Inference of annealed protein fitness landscapes with AnnealDCA.

Journal: PLoS computational biology
Published Date:

Abstract

The design of proteins with specific tasks is a major challenge in molecular biology with important diagnostic and therapeutic applications. High-throughput screening methods have been developed to systematically evaluate protein activity, but only a small fraction of possible protein variants can be tested using these techniques. Computational models that explore the sequence space in-silico to identify the fittest molecules for a given function are needed to overcome this limitation. In this article, we propose AnnealDCA, a machine-learning framework to learn the protein fitness landscape from sequencing data derived from a broad range of experiments that use selection and sequencing to quantify protein activity.

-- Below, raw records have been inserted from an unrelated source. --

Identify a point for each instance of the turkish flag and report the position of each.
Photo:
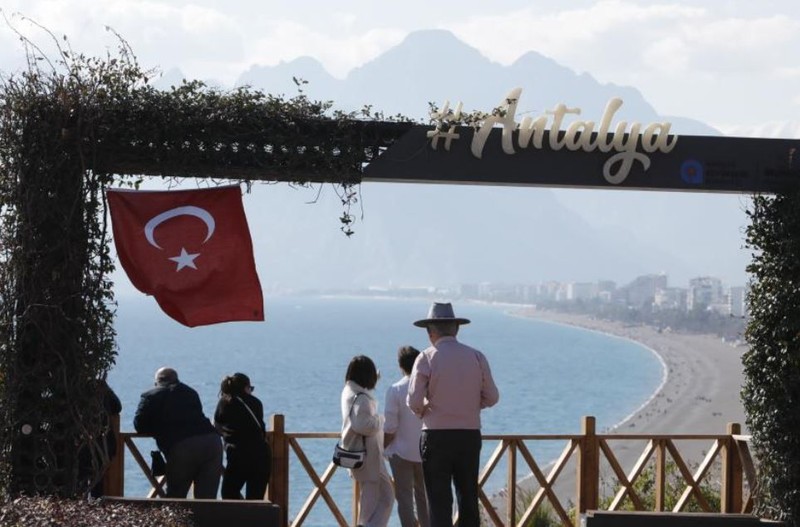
(191, 250)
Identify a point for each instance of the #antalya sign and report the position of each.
(559, 149)
(579, 135)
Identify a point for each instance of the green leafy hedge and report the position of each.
(771, 392)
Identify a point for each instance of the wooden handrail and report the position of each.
(587, 452)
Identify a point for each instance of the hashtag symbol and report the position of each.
(450, 135)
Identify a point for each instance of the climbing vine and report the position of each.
(771, 392)
(70, 127)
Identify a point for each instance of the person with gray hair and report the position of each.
(450, 384)
(173, 414)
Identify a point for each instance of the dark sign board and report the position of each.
(692, 163)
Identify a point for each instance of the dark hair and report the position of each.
(362, 371)
(234, 385)
(406, 356)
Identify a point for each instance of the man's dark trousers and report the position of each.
(451, 456)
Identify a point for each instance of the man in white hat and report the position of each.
(450, 384)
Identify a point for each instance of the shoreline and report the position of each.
(698, 393)
(696, 367)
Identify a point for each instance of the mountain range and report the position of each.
(418, 235)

We demonstrate the effectiveness of our method by applying it to antibody Rep-Seq data of immunized mice and screening experiments, assessing the quality of the fitness landscape reconstructions. Our method can be applied to several experimental cases where a population of protein variants undergoes various rounds of selection and sequencing, without relying on the computation of variants enrichment ratios, and thus can be used even in cases of disjoint sequence samples.

Authors

  • Luca Sesta
    Department of Applied Science and Technology, Politecnico di Torino, Torino, Italy.
  • Andrea Pagnani
    Statistical Inference and Biological Modeling Group, Italian Institute for Genomic Medicine, Candiolo, Italy.
  • Jorge Fernandez-de-Cossio-Diaz
    Laboratory of Physics of the Ecole Normale Supérieure, CNRS UMR 8023 & PSL Research, Sorbonne Université, Paris, France.
  • Guido Uguzzoni
    Institut Curie, PSL Research University, CNRS UMR168.